I have the following function
$$f(x) = \frac 14 (x^T A x)^2 + b^T x$$
where $A$ is symmetric and positive definite, and I proved its convexity. However, when I try to minimize it, I get stuck. After I take its gradient w.r.t. vector $x$ and equate it to $0$
$$A x x^T A x = -b$$
I can't find a way to move both $A$'s to the right hand side of the equation. What trick should I use to move them? The rest is straightforward: just a bunch of norm and normalized vector stuff. Thanks.

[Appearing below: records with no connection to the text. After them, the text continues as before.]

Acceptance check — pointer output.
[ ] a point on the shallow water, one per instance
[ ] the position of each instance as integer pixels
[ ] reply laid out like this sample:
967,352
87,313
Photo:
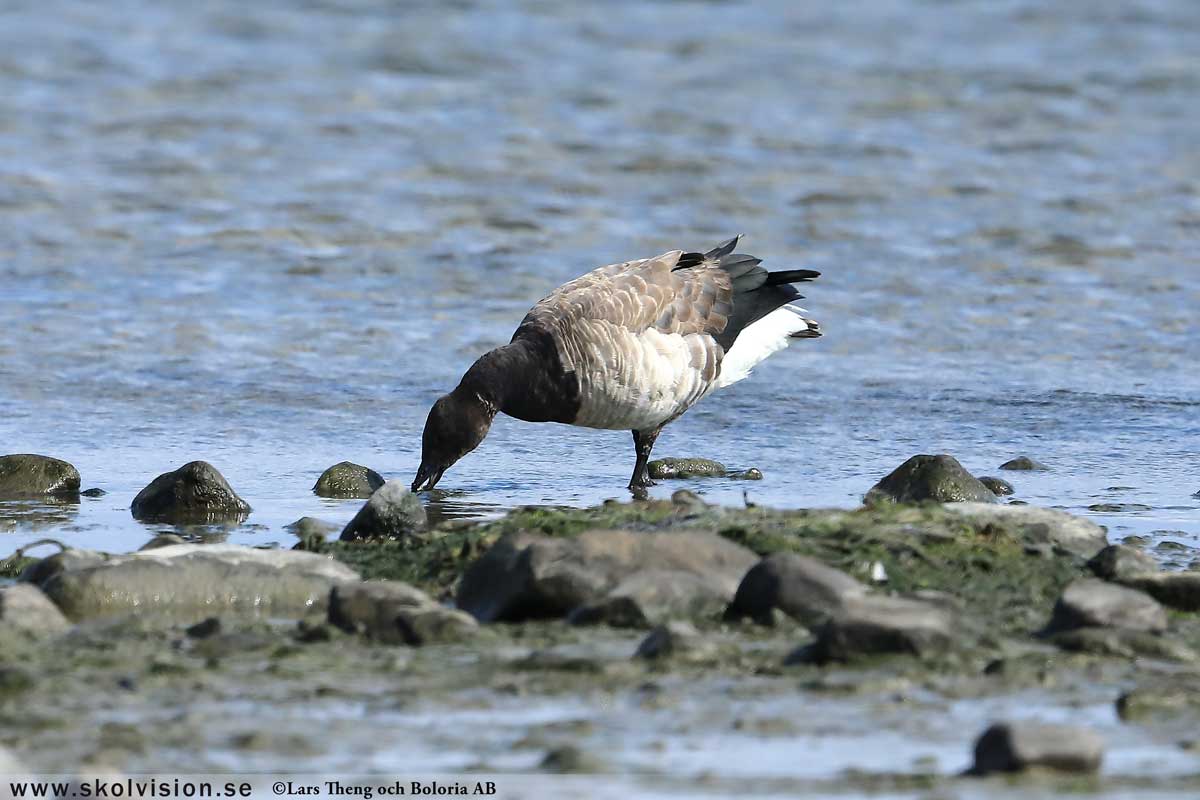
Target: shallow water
270,235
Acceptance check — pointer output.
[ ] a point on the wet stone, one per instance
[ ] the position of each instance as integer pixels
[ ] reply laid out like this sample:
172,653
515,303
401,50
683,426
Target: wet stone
30,476
1180,590
187,583
999,486
1123,643
25,609
1024,463
875,625
930,477
391,512
347,480
1119,561
396,613
669,468
803,588
196,492
1161,697
1039,525
538,577
1091,602
676,639
1018,746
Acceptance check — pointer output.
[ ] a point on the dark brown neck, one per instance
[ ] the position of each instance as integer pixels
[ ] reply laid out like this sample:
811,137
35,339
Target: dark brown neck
523,379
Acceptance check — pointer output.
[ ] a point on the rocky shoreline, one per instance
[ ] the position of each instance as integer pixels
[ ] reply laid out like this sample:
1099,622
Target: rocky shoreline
933,589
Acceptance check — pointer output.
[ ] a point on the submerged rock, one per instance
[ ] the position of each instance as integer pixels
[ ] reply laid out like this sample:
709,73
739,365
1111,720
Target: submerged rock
391,512
676,639
1024,463
25,609
877,625
1017,746
311,533
396,613
1039,525
185,583
1117,561
803,588
653,596
538,577
930,477
999,486
1091,602
196,492
1123,643
28,476
1162,697
347,480
667,468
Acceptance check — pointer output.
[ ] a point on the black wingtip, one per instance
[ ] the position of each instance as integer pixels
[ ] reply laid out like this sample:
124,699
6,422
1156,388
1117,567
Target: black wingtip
791,276
724,248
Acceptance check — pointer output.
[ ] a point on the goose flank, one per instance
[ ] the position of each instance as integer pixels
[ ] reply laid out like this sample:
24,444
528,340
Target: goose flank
625,347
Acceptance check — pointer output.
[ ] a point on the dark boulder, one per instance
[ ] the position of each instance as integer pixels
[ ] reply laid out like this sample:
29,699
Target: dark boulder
391,512
1117,561
538,577
347,480
1091,602
196,492
940,479
1017,746
27,476
803,588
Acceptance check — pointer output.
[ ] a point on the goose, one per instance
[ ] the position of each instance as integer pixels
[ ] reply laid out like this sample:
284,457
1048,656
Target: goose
627,347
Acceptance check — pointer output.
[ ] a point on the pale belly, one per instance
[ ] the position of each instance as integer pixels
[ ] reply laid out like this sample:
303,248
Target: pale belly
637,382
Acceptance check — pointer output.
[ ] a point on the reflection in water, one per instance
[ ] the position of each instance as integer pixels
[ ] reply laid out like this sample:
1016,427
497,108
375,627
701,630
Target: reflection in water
443,505
33,515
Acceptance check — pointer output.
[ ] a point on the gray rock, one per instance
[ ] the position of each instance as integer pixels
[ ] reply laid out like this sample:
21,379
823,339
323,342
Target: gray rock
1179,590
930,477
570,758
875,625
196,492
1017,746
652,596
28,476
1123,643
803,588
538,577
311,531
1091,602
163,540
1164,696
347,480
1024,463
25,609
396,613
1117,561
676,639
186,583
1073,534
391,512
669,468
999,486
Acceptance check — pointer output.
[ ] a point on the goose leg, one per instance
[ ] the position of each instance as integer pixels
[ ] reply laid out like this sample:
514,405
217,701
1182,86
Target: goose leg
643,441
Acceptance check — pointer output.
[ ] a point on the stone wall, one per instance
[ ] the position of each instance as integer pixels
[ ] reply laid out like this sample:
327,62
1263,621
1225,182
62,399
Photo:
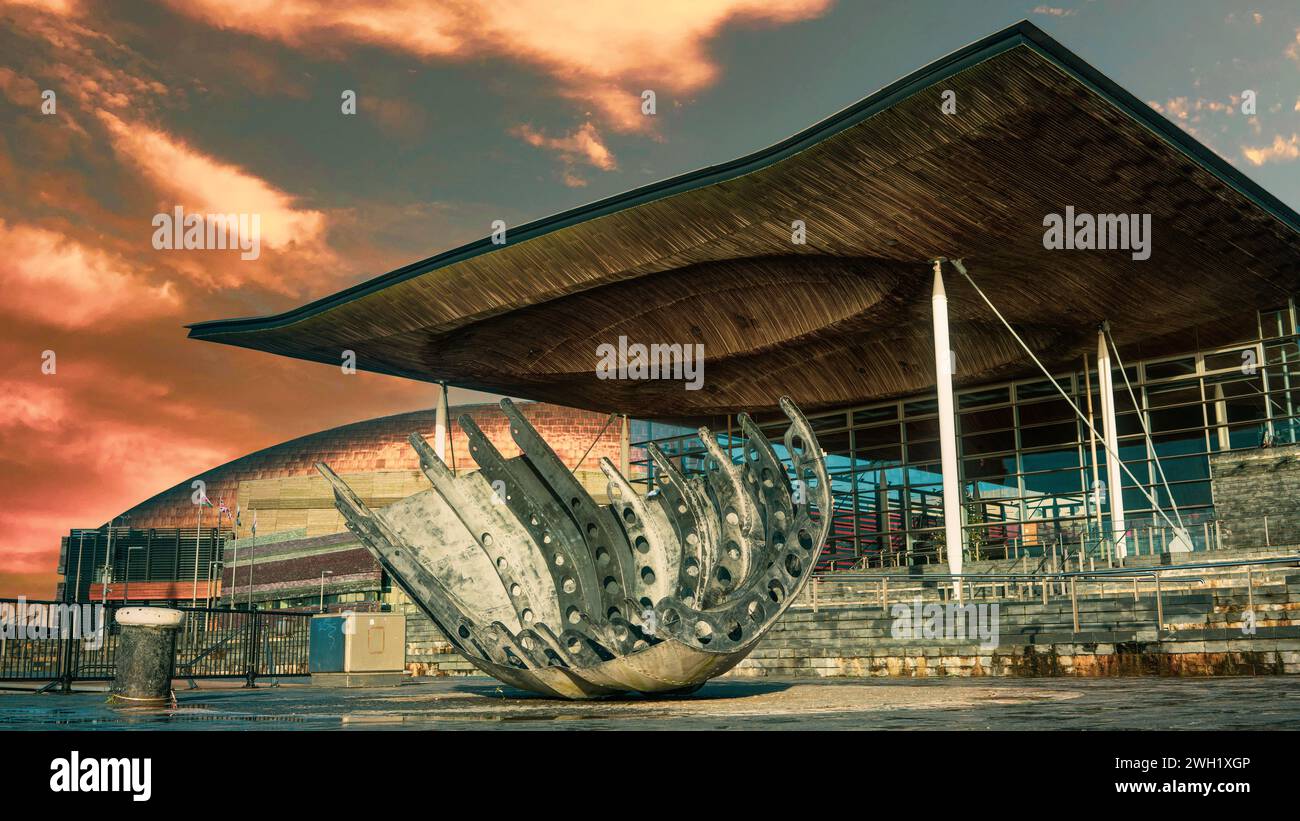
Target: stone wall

The correct optimality condition is $$(x^TAx)Ax + b = 0$$ Since $A$ is positive definite, $(x^TAx)Ax$ will be zero if and only if $x=0$. Therefore, the only way $x=0$ can be the solution is if $b=0$ as well. On the other hand, if $b\neq 0$, then $x\neq 0$, and $$x = -(x^TAx)^{-1} A^{-1} b$$ At first this may not seem helpful, but it helps reveal an important point: since $x^TAx$ is a scalar, $$x = \lambda A^{-1} b$$ for some value of $\lambda$. (Indeed, we didn't need to assume $x\neq 0$ to see this.) Let's plug that into the original optimality conditions; we get $$\lambda^3(b^TA^{-1}b)b + b = \left(\lambda^3(b^TA^{-1}b) + 1\right) b = 0 \quad\Longrightarrow\quad \lambda = -(b^TA^{-1}b)^{-1/3}$$ Therefore, $$x = -(b^TA^{-1}b)^{-1/3} A^{-1} b$$